# World cup Korea-Greece, Argentina-Nigeria,England-USA



## BgFutbol (Jun 11, 2010)

12 Jun 10:30 South Korea v Greece  2.87 3.10 2.70   
12 Jun 13:00 Argentina v Nigeria  1.44 4.20 8.50   
12 Jun 17:30 England v USA  1.50 4.20 7.00


----------



## BgFutbol (Jun 11, 2010)

Argentina and England are the absolute favorites tommorow. I will not play Korea - Greece as it is the most unnatractive match probably the whole tournament. 
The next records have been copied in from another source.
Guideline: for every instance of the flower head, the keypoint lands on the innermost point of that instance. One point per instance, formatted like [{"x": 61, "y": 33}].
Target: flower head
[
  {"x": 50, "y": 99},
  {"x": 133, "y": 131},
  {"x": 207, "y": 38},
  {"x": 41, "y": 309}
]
England beat in the last 3 friendlies Japan, Mexico and Egypt. USA lost to Czhech republic and won against Turkey and Australia. I think England will take it.
@1.50 at Bet365

Argentina qualified the hard way to the World cup, but this is one of the favorites, with that team and players they have to be. Nigeria are compact team, with fast runners, but tactically they dont have it to do something against Argentina. Argentina will win it.
@1.50 at Bet365


----------



## basujrajun1110 (Jun 12, 2010)

yahooooooooooo .....

Argentina & Korea won ....

i am so happy .....

Korea 2 - Greece 0 &

Argentina 1 - Nigeria 0


----------